【发布时间】:2014-12-13 05:15:38
【问题描述】:
我正在尝试微调使用 ROW_NUMBER 和许多 PARTITION BY 参数的查询,以从数据库中获取唯一记录。查询如下:
SELECT SDP.SuspectID
,SDP.RecordID
,SDP.Field
,SDP.FieldEntryDate
,SDP.ScreenDate
,SDP.SuspectDetails
,CONVERT(VARCHAR(10),SDP.PeriodEndDate,120) AS PeriodEndDate
,ROW_NUMBER() OVER (PARTITION BY SDP.recordID, SDP.Field, SDP.ScreenerID, SDP.PeriodEndDate, SDP.PeriodID, SDP.[Source], SDP.SuspectDetails ORDER BY SDP.UploadDate) AS RowNum
,SDP.DatabaseAccountCode
,SDP.RecordUpdateType
INTO #Temp
FROM dbo.SuspectDataPoint
AS SDP
LEFT JOIN dbo.Screener
AS S
ON S.screenerID = SDP.screenerID
WHERE SDP.ScreenerId not in (719)
AND S.DatabaseName = 'db'
AND CONVERT(DATE, SDP.FieldEntryDate) > DATEADD(dd,-24,GETDATE())
我尝试手动查找此查询中效率最低的部分是什么,结果发现使用 ROW_NUMBER 时它的运行时间比没有它时长 10 倍以上。
我还尝试检查执行计划以确认该发现,但有一些我不明白的地方。
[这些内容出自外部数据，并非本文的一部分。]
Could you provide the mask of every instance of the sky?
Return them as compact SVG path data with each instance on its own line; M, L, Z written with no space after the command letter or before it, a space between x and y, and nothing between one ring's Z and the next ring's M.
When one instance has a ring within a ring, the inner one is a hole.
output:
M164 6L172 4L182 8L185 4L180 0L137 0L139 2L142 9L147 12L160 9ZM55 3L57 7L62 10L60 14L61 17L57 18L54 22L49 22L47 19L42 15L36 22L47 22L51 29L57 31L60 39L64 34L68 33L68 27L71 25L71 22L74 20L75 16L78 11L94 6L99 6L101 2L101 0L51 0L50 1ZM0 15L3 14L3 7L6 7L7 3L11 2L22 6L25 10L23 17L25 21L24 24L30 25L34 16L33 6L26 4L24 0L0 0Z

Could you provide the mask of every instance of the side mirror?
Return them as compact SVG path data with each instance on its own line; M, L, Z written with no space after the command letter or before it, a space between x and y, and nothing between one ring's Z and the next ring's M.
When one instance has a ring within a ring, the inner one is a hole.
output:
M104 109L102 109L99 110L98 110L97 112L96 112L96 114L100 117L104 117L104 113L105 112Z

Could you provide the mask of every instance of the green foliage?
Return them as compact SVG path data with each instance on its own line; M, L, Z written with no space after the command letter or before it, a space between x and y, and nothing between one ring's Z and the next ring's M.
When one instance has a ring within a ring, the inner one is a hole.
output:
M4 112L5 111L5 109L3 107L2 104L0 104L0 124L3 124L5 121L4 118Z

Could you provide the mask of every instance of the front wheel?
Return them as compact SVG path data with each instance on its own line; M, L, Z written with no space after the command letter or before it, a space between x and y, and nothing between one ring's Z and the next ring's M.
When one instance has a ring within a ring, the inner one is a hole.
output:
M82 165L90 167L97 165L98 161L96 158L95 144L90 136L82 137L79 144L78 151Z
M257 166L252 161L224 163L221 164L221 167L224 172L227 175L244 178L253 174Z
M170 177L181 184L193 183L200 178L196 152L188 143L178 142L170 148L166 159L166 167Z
如果我按照上面给出的方式运行查询,执行计划显示最大的成本是插入临时表 (45%)。当我在没有 ROW_NUMBER 行的情况下运行相同的查询时也是这种情况,只是 % 略有不同(61%)。我知道在第一个查询中,ROW_NUMBER 操作发生在SORT,但与其他查询相比,它相当便宜(25%)。然而,正如我所说,没有和使用ROW_NUMBER 行所花费的实际时间非常不同(平均为 1 秒与 13 秒)。有人可以向我解释吗?我是不是看错了计划?
编辑:添加索引视图
编辑:添加架构和索引脚本
/****** Object: Table [dbo].[Screener] Script Date: 10/17/2014 5:53:51 PM ******/
SET ANSI_NULLS ON
GO
SET QUOTED_IDENTIFIER ON
GO
SET ANSI_PADDING ON
GO
CREATE TABLE [dbo].[Screener](
[ScreenerID] [int] NOT NULL,
[ScreenerName] [varchar](255) NOT NULL,
[ScreenerDescription] [nvarchar](4000) NULL,
[Script] [text] NULL,
[HitRate] [numeric](10, 2) NOT NULL DEFAULT ((1)),
[CreatedOn] [date] NULL,
[CreatedBy] [varchar](7) NULL,
[SuspectReason] [nvarchar](4000) NULL,
[IsExtremeOutlier] [bit] NOT NULL DEFAULT ((0)),
[DatabaseName] [varchar](20) NOT NULL,
PRIMARY KEY CLUSTERED
(
[ScreenerID] ASC
)WITH (PAD_INDEX = OFF, STATISTICS_NORECOMPUTE = OFF, IGNORE_DUP_KEY = OFF, ALLOW_ROW_LOCKS = ON, ALLOW_PAGE_LOCKS = ON) ON [PRIMARY]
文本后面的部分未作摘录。